Susan Firer’s most recent book is The Transit of Venus. She is the author of five previous books of poetry, including Milwaukee Does Strange Things to People: New & Selected Poems 1979-2007 and The Lives of the Saints and Everything. Her books have been awarded the Cleveland State University Poetry Center Prize, the Posner Award, and the Backwaters Prize. She has also been the recipient of a Milwaukee County Artist Fellowship, a Wisconsin Arts Board Fellowship, and the Lorine Niedecker Award. In 2015, Firer was a National Endowment for the Arts fellow. Her poems have appeared in The New York Times Sunday Magazine, Chicago Review, Ms. (Magazine), Georgia Review, The Iowa Review, New American Writing, Conduit, The New Yorker and other journals and anthologies. Firer’s poem “Call Me Pier” is included in the Poetry Foundation’s Poetry Everywhere series. From 2008-2010, she was Poet Laureate of the City of Milwaukee. The University of Nebraska Press reissued her fourth book, The Laugh We Make When We Fall, in fall 2021. More information at www.susanfirer.com
Tim Russell lives at the confluence of the aural and the visual. He currently serves as Music Director for the University of Wisconsin’s Dance Department. In 2019, Tim was selected as one of the Cowles Visiting Artists at the University of Minnesota-Twin Cities, a first for a Musician in the field of Dance. He has a vast catalogue of works specifically for choreography, most of which exist live, in collaboration with movement. His commitment to the nowness in performance led him to co-create/curate, along with choreographer Maria Gillespie, Hyperlocal MKE, a Music and Dance improvisation series that exists to this day in Milwaukee.
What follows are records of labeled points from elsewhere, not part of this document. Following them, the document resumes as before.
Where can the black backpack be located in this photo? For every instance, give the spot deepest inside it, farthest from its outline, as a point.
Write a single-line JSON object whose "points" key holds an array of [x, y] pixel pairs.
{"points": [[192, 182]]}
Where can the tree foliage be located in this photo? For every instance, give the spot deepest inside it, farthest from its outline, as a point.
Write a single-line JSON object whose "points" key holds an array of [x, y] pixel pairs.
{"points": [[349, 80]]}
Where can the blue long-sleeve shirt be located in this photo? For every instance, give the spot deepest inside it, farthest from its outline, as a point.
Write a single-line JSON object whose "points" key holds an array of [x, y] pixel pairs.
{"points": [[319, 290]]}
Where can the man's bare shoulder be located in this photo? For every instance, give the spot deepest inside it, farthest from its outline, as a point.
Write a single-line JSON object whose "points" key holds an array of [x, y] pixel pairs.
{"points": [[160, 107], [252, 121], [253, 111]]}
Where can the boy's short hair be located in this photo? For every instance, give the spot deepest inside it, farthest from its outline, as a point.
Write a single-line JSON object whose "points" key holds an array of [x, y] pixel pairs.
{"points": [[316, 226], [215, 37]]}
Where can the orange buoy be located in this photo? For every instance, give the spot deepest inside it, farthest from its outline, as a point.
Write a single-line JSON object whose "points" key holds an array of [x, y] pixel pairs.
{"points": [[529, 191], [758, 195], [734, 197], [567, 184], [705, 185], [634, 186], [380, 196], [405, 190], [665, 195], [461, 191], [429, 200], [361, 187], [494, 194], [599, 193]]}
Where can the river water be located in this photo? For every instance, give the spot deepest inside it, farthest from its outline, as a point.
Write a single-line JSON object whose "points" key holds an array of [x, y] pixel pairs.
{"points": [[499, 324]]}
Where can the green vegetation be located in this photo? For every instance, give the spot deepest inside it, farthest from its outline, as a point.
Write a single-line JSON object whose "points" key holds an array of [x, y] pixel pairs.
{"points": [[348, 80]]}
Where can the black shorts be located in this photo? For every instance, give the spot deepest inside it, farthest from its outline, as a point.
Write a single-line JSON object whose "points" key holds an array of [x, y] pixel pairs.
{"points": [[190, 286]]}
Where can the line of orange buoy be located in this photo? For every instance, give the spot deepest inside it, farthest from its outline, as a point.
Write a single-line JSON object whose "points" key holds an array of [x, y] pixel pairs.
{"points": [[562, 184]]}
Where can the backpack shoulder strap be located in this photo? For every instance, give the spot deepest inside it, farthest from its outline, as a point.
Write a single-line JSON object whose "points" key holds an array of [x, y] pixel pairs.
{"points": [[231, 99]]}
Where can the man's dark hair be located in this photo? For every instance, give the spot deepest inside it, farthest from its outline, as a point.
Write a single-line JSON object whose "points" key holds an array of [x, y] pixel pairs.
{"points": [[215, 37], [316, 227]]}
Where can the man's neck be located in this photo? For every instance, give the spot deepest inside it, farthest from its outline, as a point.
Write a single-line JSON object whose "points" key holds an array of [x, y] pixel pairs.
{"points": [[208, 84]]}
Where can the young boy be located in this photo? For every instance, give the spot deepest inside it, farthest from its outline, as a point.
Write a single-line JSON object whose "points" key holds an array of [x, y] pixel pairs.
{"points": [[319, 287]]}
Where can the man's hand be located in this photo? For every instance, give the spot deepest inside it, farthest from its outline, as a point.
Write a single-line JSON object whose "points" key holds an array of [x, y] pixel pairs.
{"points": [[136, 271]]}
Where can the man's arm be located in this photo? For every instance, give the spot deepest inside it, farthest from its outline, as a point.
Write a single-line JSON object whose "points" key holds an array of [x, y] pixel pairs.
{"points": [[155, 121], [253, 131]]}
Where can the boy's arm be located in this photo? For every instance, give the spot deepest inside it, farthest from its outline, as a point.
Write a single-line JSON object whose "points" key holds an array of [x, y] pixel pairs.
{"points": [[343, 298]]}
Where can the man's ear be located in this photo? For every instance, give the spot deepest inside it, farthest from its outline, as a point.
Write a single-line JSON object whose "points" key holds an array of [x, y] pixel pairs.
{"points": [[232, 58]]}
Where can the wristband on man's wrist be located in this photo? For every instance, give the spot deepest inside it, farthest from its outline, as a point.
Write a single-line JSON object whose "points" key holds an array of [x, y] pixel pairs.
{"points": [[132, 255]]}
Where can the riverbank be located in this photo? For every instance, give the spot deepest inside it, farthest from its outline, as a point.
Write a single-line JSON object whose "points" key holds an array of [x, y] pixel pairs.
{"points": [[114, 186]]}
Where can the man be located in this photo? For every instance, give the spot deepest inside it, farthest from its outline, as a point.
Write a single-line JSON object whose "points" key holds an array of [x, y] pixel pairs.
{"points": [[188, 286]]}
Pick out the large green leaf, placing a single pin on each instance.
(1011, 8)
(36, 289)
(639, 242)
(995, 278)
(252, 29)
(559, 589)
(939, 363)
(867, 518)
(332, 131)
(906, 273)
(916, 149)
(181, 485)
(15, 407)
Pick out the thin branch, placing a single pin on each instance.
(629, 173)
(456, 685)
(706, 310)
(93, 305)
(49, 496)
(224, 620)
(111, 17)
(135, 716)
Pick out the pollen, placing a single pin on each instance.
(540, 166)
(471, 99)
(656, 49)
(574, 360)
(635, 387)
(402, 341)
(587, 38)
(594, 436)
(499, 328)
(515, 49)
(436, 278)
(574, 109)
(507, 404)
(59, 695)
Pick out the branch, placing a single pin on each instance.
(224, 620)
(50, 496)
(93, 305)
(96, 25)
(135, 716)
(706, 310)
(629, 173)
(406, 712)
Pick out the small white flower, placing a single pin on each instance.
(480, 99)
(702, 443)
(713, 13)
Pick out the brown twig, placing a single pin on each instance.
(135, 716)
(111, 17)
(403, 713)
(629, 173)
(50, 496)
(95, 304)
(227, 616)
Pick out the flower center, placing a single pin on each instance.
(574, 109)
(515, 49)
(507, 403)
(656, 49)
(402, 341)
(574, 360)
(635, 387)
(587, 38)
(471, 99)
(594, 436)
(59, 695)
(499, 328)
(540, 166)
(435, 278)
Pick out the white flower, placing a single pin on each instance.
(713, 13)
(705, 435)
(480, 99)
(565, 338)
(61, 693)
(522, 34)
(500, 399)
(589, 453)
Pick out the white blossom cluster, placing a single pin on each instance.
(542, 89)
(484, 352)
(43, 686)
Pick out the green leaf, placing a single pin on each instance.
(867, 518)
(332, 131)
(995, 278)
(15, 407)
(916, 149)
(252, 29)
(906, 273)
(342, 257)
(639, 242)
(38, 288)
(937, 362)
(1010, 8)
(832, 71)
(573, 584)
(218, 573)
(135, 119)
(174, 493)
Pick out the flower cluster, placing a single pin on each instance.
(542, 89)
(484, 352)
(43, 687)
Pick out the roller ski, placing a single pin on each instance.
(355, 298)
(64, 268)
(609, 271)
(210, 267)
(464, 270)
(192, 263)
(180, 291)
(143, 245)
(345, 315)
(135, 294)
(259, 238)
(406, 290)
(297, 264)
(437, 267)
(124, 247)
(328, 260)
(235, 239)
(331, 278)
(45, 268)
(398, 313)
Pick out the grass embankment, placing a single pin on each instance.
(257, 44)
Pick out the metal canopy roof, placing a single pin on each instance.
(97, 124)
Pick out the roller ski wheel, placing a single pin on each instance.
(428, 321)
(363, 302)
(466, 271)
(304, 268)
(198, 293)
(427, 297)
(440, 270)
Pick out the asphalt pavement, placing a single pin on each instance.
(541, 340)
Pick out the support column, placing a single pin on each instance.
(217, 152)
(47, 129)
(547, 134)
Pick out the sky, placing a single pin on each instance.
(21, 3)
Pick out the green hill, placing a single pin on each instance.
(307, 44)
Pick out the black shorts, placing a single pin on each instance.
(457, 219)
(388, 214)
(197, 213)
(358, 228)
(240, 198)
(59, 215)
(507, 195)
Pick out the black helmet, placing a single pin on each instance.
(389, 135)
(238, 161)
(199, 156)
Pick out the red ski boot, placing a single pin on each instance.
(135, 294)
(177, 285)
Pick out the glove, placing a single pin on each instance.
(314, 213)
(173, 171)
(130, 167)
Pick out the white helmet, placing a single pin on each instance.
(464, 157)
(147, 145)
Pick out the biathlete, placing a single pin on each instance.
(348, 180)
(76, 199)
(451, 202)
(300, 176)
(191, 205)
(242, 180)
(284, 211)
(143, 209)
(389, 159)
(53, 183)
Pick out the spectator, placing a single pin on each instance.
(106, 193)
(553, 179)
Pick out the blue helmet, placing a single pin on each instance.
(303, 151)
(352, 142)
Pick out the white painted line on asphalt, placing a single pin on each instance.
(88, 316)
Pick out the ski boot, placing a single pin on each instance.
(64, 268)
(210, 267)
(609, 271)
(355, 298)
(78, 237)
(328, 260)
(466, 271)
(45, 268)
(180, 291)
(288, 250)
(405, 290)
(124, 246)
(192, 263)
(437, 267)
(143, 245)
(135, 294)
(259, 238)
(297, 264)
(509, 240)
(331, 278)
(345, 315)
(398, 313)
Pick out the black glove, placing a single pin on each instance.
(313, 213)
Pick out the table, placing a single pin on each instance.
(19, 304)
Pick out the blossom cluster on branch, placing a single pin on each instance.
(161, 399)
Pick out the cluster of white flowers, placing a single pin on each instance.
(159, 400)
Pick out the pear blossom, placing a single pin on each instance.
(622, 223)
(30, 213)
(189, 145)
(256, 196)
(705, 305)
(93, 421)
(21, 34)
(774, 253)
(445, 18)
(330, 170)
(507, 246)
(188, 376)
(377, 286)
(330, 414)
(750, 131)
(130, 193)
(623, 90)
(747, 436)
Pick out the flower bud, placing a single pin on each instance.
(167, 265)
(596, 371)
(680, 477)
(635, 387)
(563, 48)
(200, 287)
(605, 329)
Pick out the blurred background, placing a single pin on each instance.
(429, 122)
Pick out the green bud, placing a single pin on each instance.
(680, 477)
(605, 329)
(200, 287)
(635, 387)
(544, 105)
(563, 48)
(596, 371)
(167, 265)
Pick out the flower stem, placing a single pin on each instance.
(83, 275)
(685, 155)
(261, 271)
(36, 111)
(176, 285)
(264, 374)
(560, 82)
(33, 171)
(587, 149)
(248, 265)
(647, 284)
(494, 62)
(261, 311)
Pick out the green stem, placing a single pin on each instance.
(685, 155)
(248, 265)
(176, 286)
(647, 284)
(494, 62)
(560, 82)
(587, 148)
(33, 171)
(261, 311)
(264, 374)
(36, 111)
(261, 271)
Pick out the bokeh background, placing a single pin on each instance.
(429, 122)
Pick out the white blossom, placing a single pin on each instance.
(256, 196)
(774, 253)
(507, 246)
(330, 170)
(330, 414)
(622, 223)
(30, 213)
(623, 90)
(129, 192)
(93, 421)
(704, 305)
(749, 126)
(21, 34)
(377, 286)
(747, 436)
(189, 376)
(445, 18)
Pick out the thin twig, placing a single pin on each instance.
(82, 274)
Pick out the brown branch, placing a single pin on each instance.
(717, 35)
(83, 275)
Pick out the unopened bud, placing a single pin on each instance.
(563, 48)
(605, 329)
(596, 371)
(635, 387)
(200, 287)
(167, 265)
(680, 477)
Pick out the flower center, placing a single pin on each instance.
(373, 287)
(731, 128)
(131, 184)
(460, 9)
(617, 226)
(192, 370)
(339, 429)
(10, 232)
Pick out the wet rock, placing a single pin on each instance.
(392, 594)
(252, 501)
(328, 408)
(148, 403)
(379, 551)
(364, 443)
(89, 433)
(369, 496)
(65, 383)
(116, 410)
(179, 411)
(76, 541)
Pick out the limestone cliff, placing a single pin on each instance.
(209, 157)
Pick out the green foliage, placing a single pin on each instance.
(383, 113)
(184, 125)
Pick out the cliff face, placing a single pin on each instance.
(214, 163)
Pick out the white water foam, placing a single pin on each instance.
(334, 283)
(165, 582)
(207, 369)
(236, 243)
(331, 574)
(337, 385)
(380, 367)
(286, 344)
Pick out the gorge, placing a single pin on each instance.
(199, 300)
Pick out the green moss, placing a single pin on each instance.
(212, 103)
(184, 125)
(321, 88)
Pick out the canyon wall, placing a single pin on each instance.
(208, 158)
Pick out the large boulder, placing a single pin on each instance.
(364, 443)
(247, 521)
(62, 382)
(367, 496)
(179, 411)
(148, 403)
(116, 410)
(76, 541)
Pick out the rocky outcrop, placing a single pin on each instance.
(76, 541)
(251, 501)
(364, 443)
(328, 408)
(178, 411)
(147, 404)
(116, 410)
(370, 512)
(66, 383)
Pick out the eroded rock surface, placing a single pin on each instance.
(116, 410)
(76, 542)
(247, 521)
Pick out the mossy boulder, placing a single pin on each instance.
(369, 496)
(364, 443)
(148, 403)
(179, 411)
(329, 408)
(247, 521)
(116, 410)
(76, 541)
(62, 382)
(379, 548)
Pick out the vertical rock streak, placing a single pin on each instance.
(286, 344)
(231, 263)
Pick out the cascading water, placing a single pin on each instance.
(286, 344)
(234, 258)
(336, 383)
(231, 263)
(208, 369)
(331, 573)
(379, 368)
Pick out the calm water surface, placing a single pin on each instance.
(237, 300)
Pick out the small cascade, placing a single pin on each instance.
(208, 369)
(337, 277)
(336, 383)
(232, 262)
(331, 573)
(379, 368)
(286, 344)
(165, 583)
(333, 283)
His current curatorial project: Common Sage Arts, promotes multidisciplinary artists through carefully curated performances. Along with Tim’s long time collaboration with the Gerald Casel Dance Company, his audio shares the stage with a vast array of choreographic artists bringing Tim and his music across the world from Dock 11 in Berlin to YBCA in San Francisco. He holds an MFA in Music Improvisation from Mills College in Oakland, California, where he studied improvisation, electronic music and composition with the likes of Fred Frith, Roscoe Mitchell and Zeena Parkins. www.avoidancepolicy.com
Dan Schuchart is an interdisciplinary artist and educator. Since 2002, Wild Space Dance Company has been his creative home as a company member, choreographer, and now Co-Artistic Director. Wild Space is known for site-specific dance and artistic collaboration. Schuchart’s choreography has been presented from coast to coast and extensively throughout the Midwest, being heralded as, “razzle dazzle of a different sort—intelligence, honesty, psychological insight, and often breathtaking beauty” (Milwaukee Magazine). His interests in dance include collaborative creative process, dance-theatre, improvisation, and contact improvisation with standout performances in work by Susan Marshall and collaborations with the “all-star, all-female band” (Time Out New York) Victoire. Schuchart is a Wisconsin Dance Council board member, advocating for dance performance and education in Wisconsin. In 2013, he earned his MFA in Experimental Choreography from the University of California, Riverside, where he was honored to be a recipient of the 2012-13 Dissertation Year Program Fellowship. Schuchart has BFA degrees from the University of Wisconsin, Milwaukee's Peck School of the Arts in both Dance and Painting/Drawing, and continues to work professionally in both fields. In addition, he earned a Graduate Laban Certificate in Movement Analysis from Columbia College Chicago in 2015, and recently became a Certified Fascial Fitness Trainer. Schuchart is currently Teaching Faculty at the UW-Milwaukee Department of Dance. He has also taught dance and movement studies at Lawrence University, Beloit College, UC Riverside and has been a guest teacher at the Milwaukee Ballet, American College Dance Association Conferences, and in public school outreach programs. Outside of dance, Schuchart has worked as a scenic painter, including for the movie Public Enemies, and scenic charge for the Milwaukee Ballet, Milwaukee Chamber Theatre, Florentine Opera, and Skylight Music Theatre.